@kintela You definitely need to use embeddings. The way it works that that the embedding will map your text data to a vector (a list of numbers). Then a new piece of data comes in, say a question, and it gets embedded too. Then this gets compared to all the information you have embedded, one at a time (just multiply the numbers together and sum … this is called a dot-product). Then you have your top vectors that match. Then you take this, and get the corresponding text behind these vectors. Now you have similar or related text.
For example, after the search for most correlated vectors, you have data that is related to the incoming question. You then feed this data back into GPT, in the prompt, and ask GPT to answer the question based on all this related data. Then it should spit out an answer based on your data, even though GPT was never trained on your data, it is smart enough to absorb your data in the prompt and draw from it.
For an example notebook, check out THIS!
The link will show you the general concepts. Once you figure that out, it’s then a decision on how you will construct your embedding database. For me, I can create an in-memory data structure for searching, and also have a database to retrieve the actual text. I can do this in a serverless enviromnent with around 400k different embeddings with 1 second of latency. But there are SaaS offerings for vector databases too, such as Pinecone. They aren’t cheap, but they can be faster than my approach and handle much more data (think billions of embeddings).
Your input will have to be text. So you need to extract the text from your PDF files, Doc and XLS files to get it to work. There are tools that you can use to do this, or you can just copy and paste.

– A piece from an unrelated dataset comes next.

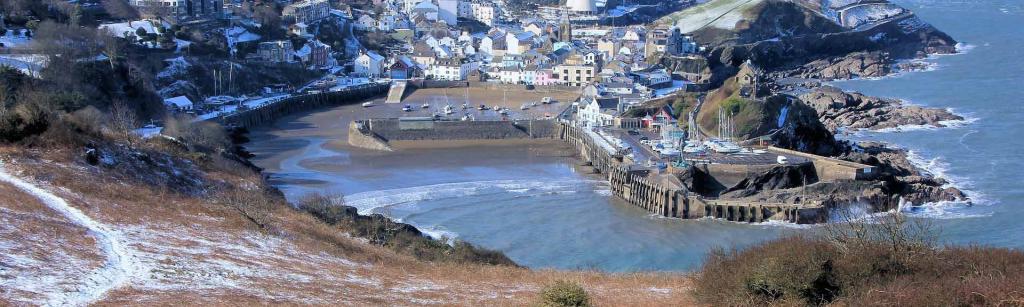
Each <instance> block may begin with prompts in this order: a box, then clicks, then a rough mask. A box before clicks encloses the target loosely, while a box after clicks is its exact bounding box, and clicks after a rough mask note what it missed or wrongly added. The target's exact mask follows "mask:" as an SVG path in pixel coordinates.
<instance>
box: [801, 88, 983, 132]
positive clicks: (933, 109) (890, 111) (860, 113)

Another “hyper parameter” is how big of chunks of data should you embed at once (sentence, paragraph, page, thought, etc). I don’t think there is a hard and fast rule, and it depends on which GPT you are using (they all have different window sizes), so that is something to consider and experiment with. But give the embedding a large enough chunk that is coherent so that when a series of these chunks are stuffed into the prompt, it doesn’t look like a non-coherent jumbling mess to the AI.
You can even “micro embed”, I do this in my name similarity engine I built for my business (embed first and last names of people separately, and compare similarity). It all depends on your use-case and what makes sense.